Она сидела, выпрямившись как истукан, в кольце его рук. Соломон отшатнулся, глаза его вспыхнули.
— Не надо так! Ты мне нужна!..
— Да, но ты не нужен мне, — отрезала Лорен, ненавидя его за то, что он говорил именно так: она ему всего лишь нужна, любить по-настоящему он еще не умеет. Самыми главными для него оставались собственные потребности. — Ты мне совершенно не нужен, обойдусь, нет, ты мне нужен, как зубная боль, как Чесси его болезнь!.. Как… как!..
Она страшно побледнела, ей постоянно приходилось держать под контролем лицо, потому что больше всего она боялась ослабеть, упасть в подушку и заплакать. Тогда Соломон непременно обнимет ее, и Лорен уже недостанет сил его оттолкнуть и выгнать. Он ведь ждал именно этого… Ждал, ждал!.. Она не сомневалась.
Соломон встал, не отрывая от нее глаз. Длинный, худой, он глядел на нее горящими глазами, и Лорен всеми силами старалась, чтобы ее ответный взгляд был холоден и спокоен.

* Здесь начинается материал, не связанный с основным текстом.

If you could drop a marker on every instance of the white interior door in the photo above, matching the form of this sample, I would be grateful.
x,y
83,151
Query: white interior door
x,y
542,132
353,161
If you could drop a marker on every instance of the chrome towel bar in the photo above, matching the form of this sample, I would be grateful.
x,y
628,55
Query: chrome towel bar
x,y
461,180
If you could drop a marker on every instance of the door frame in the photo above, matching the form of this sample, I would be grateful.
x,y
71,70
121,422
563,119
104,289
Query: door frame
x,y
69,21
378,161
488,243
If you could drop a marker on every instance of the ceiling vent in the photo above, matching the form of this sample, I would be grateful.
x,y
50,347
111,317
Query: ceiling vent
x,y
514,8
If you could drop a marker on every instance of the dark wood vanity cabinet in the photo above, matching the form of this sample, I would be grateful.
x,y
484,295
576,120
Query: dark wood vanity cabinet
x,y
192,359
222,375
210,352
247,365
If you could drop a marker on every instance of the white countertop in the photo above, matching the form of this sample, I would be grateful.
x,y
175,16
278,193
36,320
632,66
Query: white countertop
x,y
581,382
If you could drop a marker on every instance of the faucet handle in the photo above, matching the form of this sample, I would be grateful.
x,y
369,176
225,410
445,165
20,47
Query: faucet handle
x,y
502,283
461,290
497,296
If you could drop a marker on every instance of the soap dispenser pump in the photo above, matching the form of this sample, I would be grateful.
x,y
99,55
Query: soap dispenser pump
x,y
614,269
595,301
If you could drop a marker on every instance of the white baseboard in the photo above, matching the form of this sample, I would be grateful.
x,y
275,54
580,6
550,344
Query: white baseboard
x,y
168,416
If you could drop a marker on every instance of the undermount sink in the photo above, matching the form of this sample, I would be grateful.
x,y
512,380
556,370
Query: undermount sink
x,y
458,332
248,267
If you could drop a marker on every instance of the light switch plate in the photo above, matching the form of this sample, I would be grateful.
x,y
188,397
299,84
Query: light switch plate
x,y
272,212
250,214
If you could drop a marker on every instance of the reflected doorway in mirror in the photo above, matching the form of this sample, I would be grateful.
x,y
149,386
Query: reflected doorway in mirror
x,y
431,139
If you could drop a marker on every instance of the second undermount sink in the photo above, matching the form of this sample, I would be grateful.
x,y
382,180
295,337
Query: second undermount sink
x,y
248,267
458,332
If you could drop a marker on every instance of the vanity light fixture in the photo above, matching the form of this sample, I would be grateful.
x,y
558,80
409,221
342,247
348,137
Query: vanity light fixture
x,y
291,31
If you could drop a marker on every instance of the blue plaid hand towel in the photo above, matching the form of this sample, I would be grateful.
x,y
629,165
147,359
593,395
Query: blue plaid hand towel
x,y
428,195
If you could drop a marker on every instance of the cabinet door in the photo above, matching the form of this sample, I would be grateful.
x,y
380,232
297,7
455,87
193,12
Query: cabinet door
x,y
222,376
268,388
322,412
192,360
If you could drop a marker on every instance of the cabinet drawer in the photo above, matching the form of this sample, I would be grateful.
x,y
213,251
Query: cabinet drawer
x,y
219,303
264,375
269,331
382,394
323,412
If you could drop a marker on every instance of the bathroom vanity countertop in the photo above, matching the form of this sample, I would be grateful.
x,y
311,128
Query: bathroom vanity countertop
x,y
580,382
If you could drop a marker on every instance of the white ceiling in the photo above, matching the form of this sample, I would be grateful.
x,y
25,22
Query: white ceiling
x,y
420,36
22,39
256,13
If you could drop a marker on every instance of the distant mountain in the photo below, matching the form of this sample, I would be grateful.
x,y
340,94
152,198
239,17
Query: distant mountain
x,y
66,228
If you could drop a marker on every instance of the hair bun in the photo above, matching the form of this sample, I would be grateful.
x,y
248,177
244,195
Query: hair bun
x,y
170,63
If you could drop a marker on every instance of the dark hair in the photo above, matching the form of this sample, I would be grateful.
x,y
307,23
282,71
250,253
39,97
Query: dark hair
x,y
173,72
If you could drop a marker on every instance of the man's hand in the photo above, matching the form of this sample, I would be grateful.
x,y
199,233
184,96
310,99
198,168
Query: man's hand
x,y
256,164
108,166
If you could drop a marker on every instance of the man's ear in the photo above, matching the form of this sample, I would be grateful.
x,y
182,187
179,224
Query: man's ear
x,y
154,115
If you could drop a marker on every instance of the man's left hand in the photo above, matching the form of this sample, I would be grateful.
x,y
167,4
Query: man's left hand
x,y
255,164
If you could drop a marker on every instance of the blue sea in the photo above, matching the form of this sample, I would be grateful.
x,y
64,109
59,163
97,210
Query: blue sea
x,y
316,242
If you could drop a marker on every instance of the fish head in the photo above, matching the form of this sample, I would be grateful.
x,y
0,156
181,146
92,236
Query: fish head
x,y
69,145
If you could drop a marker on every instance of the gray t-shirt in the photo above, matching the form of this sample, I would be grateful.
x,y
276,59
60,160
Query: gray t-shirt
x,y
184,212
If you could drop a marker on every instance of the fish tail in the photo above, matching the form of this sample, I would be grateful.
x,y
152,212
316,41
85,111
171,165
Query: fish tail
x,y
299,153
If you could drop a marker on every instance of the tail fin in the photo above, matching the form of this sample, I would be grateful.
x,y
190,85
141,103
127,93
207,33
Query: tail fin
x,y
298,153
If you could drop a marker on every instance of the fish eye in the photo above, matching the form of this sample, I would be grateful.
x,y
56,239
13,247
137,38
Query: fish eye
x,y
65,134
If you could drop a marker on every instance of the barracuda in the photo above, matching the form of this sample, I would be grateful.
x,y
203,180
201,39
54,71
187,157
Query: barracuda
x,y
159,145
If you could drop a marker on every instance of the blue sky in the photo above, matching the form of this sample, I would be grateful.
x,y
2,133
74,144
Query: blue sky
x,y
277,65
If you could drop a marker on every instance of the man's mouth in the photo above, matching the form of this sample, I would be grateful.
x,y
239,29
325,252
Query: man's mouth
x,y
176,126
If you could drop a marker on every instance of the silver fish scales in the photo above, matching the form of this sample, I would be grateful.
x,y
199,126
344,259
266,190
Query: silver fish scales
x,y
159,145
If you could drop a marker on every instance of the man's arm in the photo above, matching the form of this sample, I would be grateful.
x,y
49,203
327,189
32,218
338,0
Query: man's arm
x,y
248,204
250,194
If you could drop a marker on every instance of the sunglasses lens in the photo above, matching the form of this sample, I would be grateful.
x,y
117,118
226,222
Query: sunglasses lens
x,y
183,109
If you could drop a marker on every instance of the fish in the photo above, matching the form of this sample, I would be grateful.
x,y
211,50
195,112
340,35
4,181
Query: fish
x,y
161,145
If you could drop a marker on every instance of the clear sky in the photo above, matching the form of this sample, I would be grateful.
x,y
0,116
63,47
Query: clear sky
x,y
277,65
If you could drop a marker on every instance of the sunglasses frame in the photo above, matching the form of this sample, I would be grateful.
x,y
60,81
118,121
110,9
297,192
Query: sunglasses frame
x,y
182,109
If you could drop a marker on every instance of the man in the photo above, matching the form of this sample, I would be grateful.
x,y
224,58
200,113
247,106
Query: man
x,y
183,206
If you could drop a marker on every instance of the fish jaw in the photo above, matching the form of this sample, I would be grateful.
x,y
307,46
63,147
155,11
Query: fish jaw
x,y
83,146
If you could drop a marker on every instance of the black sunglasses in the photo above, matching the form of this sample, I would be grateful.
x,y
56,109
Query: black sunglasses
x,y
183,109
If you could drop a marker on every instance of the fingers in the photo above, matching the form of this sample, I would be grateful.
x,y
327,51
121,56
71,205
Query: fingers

— Я люблю тебя, — еще раз повторил он.
— Ты опоздал, — иронически скривив губы, ответила она. — Прощай, Соломон.
Его взгляд еще раз задержался на ней, потом он повернулся и вышел. Лорен откинулась на подушки, потому что ее била дрожь и в голове что-то пульсировало. Она закрыла глаза и выскользнула из этого мира в мир снов, где ей не было так больно.
Луч солнца пробежал по комнате, как любопытный зверек, нашел на подушке прядь серебристых волос, запутался в них и бросил отблеск на бледное спокойное лицо. Она спала, но по щекам текли слезы, а губы что-то невнятно шептали.